Solar in the limelight

An outlook on why solar energy sector has upper hand in India
  The central government has set an ambitious target of generating 175 GW of electricity from renewable sources of energy by 2022, out of which 100 GW is to be generated from solar power alone, followed by 60 GW from wind energy. Currently, India’s total installed power generation capacity is a little over 300 GW. About 15 per cent of this electricity is derived from renewable sources of energy, which primarily include solar energy, wind energy, biomass and small hydel projects. Ideally, from the point of view of sustainability in the long run, this figure should be at least 50 per cent, said Hartek Singh, CMD, Hartek Power. “The government is aiming for it and much of this growth in the renewable energy domain will be powered by solar energy.”
The reason is not hard to find, believes Hartek Singh. He said, “Blessed with abundant sunshine and vast tracts of non-cultivable land to run solar projects in states receiving high irradiation like Gujarat, Rajasthan and Madhya Pradesh, India can virtually become a global solar superpower. Given the favourable policies, the renewed focus of the government on solar energy and the conducive business environment, we can become one much sooner than expected.”

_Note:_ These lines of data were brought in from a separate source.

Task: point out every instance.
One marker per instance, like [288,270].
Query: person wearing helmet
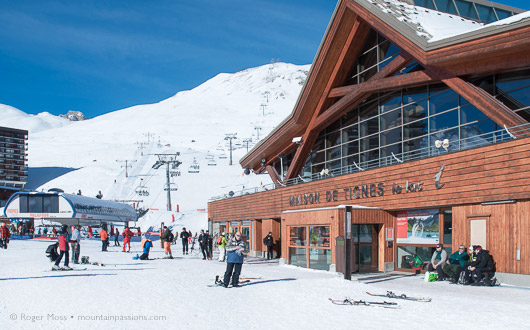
[64,240]
[4,236]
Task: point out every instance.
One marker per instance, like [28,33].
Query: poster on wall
[418,227]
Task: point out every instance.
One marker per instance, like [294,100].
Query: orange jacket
[103,234]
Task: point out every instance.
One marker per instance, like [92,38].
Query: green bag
[418,261]
[433,277]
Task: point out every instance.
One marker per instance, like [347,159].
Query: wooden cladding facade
[491,173]
[469,178]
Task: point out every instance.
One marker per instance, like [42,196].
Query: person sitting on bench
[483,267]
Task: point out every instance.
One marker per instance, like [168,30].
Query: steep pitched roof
[433,38]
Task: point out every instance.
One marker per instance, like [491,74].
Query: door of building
[365,248]
[478,232]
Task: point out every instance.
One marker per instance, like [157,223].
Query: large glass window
[309,246]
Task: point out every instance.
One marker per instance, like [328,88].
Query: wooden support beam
[408,80]
[348,101]
[334,112]
[482,100]
[274,175]
[349,53]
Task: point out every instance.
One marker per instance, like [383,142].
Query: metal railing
[498,136]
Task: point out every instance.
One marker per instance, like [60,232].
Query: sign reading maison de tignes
[364,191]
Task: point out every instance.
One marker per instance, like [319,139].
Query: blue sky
[101,56]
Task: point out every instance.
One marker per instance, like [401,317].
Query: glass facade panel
[298,257]
[297,236]
[448,227]
[517,99]
[390,136]
[390,102]
[319,236]
[332,139]
[444,120]
[470,114]
[319,259]
[333,153]
[368,110]
[391,119]
[370,142]
[473,135]
[441,102]
[370,126]
[350,133]
[405,255]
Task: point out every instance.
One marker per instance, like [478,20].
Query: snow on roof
[434,25]
[430,24]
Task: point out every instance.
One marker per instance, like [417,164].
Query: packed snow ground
[285,297]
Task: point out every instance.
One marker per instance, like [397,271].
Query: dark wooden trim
[479,215]
[407,80]
[274,175]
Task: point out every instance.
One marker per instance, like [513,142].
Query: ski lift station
[194,167]
[66,209]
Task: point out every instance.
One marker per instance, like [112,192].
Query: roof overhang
[454,53]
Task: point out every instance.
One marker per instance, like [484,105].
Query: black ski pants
[76,250]
[66,255]
[232,270]
[269,252]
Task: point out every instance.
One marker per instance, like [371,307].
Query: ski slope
[175,294]
[90,155]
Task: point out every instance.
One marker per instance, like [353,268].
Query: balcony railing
[476,141]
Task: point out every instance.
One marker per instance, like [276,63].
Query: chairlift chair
[194,167]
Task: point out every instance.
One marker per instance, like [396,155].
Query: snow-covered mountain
[90,155]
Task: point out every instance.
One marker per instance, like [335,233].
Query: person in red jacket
[104,239]
[64,240]
[4,236]
[127,234]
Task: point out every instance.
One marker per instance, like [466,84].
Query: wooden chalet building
[419,119]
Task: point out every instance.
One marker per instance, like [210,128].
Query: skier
[147,244]
[64,239]
[221,242]
[268,241]
[104,238]
[167,238]
[457,260]
[116,238]
[4,236]
[127,234]
[203,243]
[185,236]
[438,261]
[76,246]
[234,260]
[51,251]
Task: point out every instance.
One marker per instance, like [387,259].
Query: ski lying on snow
[392,295]
[352,302]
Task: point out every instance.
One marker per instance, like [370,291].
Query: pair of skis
[392,295]
[242,281]
[382,304]
[352,302]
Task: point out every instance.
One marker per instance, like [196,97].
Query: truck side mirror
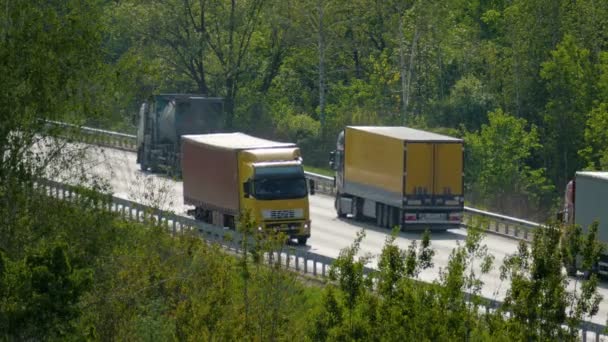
[247,189]
[332,160]
[560,216]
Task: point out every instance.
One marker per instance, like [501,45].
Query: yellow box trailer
[399,176]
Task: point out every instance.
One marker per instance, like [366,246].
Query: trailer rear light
[410,217]
[455,217]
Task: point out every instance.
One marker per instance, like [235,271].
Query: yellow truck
[226,174]
[399,176]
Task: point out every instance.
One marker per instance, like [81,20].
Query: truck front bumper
[294,229]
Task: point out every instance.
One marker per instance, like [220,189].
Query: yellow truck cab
[231,173]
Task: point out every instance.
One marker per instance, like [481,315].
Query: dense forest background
[524,82]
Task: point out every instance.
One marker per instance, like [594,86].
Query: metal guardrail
[491,222]
[290,258]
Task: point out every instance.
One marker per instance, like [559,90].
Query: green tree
[497,173]
[538,298]
[569,80]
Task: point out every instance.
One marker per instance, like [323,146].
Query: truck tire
[338,208]
[141,159]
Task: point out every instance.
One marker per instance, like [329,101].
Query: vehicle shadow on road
[448,235]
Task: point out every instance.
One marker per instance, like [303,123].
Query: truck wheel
[338,208]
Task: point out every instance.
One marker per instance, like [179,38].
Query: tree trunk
[321,68]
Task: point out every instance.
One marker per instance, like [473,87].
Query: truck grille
[285,214]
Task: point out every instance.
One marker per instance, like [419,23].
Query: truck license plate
[434,216]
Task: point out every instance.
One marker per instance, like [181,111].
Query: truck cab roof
[593,174]
[406,133]
[234,141]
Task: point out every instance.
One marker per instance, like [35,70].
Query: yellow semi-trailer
[399,176]
[227,174]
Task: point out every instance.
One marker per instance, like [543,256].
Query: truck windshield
[279,182]
[276,188]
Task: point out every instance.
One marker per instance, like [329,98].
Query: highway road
[329,234]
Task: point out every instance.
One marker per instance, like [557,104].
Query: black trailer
[164,118]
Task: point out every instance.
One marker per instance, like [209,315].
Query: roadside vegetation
[523,82]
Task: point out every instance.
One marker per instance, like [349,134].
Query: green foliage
[496,164]
[538,297]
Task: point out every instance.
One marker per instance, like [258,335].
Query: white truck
[586,201]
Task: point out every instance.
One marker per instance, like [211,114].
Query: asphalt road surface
[119,170]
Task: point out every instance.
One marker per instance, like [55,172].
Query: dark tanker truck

Kunwer Sachdev, Founder and Managing Director, Su-Kam observes that the generation and usage of solar energy has grown exponentially in the past few years in India which is also reflected by the online behaviour of Indian consumers.
He said, “There are three reasons why solar energy sector in India is on the rise – increasing awareness on the benefits of solar power; solar technology is becoming better and cost-effective; and friendly policies and incentives.”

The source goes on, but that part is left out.